Trata-se de uma das mais instigantes mitologias  do universo 
literário, uma lenda que dota o terreno profano da literatura de uma  
data mágica ao estilo das Vidas de Santos (que antes eram muito mais 
comuns em  livro). Dois dos pilares da literatura mundial viveram de 
fato na mesma época,  mas a predestinação histórica que os teria feito 
partir ao mesmo tempo é  ficção.
Para começar, da biografia de Shakespeare, autor  de obras 
onipresentes em praticamente todo o mundo, sabe-se muito pouco. Embora  
tenha deixado quase 1 milhão de palavras de texto, apenas 14 delas são  
comprovadamente de seu próprio punho: o nome assinado seis vezes e as 
palavras “por mim” em seu testamento, como conta um de seus biógrafos, 
Bill Bryson, em Shakespeare: a Vida É um Palco. Há pouca informação mesmo sobre o dia  de seu falecimento – têm-se registros de seus funerais, mas não a data  exata do óbito.

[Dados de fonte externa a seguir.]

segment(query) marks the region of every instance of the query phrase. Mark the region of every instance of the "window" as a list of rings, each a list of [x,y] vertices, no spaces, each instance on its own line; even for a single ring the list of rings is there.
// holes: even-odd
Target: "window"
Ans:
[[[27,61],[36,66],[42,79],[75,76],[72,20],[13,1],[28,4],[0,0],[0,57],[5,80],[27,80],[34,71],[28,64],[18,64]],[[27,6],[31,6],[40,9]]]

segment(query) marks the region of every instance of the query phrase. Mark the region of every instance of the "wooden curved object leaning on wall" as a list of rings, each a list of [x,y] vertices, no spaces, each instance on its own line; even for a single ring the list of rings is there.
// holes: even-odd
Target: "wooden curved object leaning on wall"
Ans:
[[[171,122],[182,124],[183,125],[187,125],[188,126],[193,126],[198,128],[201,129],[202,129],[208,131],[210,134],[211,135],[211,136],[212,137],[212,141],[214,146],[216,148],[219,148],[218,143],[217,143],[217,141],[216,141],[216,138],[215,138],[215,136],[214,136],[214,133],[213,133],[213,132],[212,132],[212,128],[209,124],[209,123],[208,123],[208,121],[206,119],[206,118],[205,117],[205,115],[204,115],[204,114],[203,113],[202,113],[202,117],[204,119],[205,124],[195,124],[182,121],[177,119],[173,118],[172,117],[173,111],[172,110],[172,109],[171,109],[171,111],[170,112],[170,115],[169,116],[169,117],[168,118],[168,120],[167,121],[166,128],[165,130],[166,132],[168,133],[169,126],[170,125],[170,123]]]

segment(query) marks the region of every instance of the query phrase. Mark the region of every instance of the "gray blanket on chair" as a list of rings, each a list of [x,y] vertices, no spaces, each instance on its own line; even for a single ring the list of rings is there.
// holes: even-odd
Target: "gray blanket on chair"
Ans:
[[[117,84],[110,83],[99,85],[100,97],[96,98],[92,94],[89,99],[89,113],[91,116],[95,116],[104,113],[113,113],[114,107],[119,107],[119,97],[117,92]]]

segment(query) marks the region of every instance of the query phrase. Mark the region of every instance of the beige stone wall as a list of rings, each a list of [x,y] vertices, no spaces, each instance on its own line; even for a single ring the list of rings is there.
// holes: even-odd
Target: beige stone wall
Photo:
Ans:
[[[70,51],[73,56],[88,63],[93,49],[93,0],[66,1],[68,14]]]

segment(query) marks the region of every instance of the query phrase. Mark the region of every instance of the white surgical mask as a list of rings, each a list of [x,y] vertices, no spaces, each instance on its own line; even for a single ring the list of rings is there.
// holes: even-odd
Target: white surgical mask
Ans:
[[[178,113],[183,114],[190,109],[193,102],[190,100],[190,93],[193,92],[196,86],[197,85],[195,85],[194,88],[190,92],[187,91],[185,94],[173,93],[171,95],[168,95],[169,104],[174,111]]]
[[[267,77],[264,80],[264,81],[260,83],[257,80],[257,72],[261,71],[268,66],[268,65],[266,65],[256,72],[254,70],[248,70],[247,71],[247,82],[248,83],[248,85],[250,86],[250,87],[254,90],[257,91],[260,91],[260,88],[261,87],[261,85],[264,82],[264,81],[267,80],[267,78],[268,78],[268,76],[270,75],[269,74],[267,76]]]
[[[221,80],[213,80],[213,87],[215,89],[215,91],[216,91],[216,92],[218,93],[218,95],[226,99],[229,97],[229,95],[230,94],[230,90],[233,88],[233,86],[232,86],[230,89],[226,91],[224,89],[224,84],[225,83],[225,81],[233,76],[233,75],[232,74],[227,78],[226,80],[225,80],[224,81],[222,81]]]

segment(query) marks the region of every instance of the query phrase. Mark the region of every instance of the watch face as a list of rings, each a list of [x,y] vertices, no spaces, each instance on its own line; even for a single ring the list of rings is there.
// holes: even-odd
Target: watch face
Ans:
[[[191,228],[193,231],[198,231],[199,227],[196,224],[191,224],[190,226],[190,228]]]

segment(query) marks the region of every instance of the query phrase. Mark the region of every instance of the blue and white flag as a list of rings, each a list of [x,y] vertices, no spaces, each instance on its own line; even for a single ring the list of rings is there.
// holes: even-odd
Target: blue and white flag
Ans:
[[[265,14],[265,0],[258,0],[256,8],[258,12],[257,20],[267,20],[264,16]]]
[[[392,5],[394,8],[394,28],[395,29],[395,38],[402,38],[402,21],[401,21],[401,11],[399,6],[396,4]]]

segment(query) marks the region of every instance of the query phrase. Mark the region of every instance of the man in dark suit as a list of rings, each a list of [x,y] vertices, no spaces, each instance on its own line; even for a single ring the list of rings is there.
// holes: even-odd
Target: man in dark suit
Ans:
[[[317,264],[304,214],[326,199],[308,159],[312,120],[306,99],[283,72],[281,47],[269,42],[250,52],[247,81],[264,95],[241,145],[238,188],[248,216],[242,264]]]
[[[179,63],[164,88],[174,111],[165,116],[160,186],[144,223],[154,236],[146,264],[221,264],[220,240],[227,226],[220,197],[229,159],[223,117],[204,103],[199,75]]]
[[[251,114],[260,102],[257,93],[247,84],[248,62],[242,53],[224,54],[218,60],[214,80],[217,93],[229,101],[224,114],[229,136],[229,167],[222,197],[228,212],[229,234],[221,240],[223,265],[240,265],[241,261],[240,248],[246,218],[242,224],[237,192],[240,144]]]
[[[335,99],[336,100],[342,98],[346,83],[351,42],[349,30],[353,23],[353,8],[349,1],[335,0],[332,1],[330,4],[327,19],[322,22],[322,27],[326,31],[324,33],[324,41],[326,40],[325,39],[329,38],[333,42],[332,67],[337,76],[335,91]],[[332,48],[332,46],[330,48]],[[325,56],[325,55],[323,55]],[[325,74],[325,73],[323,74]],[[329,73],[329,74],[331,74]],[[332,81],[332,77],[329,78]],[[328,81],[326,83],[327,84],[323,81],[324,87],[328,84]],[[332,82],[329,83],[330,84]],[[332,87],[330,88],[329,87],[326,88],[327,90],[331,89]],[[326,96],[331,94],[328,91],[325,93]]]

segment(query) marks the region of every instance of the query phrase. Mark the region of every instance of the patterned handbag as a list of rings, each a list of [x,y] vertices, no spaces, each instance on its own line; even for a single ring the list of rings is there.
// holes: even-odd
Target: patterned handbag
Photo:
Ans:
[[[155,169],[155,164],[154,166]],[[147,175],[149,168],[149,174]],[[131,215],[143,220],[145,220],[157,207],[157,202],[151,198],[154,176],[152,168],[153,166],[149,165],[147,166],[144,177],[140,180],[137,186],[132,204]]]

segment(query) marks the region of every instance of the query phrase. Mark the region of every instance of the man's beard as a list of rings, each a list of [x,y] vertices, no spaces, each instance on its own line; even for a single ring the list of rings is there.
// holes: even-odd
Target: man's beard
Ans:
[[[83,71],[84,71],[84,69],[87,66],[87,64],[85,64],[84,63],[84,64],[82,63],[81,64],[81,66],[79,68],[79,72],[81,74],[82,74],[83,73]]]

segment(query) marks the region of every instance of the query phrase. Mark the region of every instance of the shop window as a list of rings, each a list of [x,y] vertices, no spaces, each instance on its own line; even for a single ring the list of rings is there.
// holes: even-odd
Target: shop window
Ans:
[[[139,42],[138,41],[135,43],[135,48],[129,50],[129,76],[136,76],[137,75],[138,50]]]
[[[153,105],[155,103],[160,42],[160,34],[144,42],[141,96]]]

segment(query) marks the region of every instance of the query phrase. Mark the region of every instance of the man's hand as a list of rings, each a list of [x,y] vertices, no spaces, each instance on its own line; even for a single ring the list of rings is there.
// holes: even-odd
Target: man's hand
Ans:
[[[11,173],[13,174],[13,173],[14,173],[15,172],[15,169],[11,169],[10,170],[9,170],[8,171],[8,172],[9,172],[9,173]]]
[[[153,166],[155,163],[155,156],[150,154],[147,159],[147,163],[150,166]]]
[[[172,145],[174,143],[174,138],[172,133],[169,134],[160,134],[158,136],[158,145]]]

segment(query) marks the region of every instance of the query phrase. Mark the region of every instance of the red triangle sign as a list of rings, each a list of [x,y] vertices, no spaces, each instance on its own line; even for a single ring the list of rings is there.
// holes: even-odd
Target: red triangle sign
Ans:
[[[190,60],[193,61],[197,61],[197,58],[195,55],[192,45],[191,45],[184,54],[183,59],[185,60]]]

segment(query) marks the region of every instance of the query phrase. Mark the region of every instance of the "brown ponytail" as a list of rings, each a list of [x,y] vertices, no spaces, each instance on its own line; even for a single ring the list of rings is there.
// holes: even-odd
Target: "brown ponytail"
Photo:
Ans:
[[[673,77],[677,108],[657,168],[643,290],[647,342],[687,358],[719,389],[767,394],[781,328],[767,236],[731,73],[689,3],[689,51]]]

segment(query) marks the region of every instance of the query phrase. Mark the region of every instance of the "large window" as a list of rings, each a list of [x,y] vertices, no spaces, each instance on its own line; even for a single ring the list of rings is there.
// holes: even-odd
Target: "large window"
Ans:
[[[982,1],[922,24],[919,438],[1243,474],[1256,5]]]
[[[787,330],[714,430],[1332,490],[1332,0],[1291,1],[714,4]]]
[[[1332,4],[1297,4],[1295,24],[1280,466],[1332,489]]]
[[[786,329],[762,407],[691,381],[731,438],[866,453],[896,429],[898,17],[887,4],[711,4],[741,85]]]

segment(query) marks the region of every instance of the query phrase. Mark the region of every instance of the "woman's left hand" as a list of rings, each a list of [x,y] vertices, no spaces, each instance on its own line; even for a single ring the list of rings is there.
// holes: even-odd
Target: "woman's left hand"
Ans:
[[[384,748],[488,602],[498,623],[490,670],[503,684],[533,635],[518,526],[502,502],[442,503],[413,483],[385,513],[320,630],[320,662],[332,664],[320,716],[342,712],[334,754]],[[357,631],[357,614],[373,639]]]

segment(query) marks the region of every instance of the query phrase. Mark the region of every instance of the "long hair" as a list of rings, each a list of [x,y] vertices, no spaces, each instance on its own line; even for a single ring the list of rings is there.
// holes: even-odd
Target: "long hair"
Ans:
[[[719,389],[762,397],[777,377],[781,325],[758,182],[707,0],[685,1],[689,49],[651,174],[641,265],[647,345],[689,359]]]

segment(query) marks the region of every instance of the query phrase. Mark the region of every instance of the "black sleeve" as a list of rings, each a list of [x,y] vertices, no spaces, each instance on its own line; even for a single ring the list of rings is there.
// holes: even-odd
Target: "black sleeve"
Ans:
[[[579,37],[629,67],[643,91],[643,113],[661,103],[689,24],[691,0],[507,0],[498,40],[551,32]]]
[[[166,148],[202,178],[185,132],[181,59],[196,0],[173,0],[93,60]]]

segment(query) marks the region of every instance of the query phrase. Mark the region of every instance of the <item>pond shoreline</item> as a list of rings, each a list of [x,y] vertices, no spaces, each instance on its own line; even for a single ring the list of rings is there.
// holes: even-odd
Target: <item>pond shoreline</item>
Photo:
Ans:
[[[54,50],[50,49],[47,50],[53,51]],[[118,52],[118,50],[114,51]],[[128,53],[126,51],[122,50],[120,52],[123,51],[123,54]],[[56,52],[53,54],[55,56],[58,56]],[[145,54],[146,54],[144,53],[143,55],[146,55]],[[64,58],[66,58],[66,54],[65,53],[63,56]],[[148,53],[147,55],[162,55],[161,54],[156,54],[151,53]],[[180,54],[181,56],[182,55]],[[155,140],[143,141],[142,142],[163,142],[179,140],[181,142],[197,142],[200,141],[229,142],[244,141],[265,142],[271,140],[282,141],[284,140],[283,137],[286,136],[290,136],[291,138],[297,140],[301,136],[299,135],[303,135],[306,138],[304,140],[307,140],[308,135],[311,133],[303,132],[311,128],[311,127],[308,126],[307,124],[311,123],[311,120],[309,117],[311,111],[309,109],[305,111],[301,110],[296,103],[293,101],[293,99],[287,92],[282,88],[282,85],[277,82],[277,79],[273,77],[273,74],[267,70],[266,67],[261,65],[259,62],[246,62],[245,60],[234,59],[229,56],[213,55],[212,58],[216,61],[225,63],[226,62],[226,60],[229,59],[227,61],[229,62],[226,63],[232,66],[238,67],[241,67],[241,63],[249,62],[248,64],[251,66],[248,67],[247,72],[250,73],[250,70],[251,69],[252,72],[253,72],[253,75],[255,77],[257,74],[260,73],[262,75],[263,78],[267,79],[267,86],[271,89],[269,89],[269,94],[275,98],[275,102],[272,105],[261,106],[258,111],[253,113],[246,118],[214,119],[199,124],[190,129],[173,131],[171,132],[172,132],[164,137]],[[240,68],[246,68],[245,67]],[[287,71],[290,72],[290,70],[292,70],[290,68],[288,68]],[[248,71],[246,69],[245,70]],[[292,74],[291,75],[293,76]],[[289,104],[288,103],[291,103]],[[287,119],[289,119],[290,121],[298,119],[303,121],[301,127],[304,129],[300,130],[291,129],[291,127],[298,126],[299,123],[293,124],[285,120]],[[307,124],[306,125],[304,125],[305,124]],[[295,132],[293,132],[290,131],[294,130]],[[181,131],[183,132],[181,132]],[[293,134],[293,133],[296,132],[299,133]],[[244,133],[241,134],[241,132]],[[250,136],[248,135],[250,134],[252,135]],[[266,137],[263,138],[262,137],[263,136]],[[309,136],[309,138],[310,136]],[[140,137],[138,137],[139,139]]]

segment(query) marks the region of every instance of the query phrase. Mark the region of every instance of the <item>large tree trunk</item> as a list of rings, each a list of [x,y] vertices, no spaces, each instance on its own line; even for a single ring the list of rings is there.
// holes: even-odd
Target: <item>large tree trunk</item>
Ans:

Mesmo que tenha sido 23 de abril a data da morte  de Shakespeare, não
 teria sido no mesmo 23 de abril de Cervantes pelo simples  motivo de 
que, na época, a Espanha, onde Cervantes vivia, havia adotado, como  bom
 país católico, o calendário imposto pelo papa Gregório em 1582. E  
Shakespeare vivia na Inglaterra protestante, frequentemente hostilizada 
pelo  reino espanhol a serviço do Vaticano, e que ainda marcava o tempo 
pelo  Calendário Juliano. A Inglaterra só adotaria o Calendário 
Gregoriano em 1751.  Shakespeare, portanto, teria morrido no dia 3 de 
maio – 10 dias após o  espanhol.
Mas quem vai dizer que a história não é boa?  Sendo assim, para que 
insistir tanto na picuinha das datas? Para lembrar,  talvez, que a 
literatura é em última instância uma construção paradoxalmente  
individual (na mente e no coração de cada leitor) e coletiva (na 
transmissão de  leituras e cânones, de intepretações e até mesmo 
mitologias literárias com as  quais os leitores se comprazem).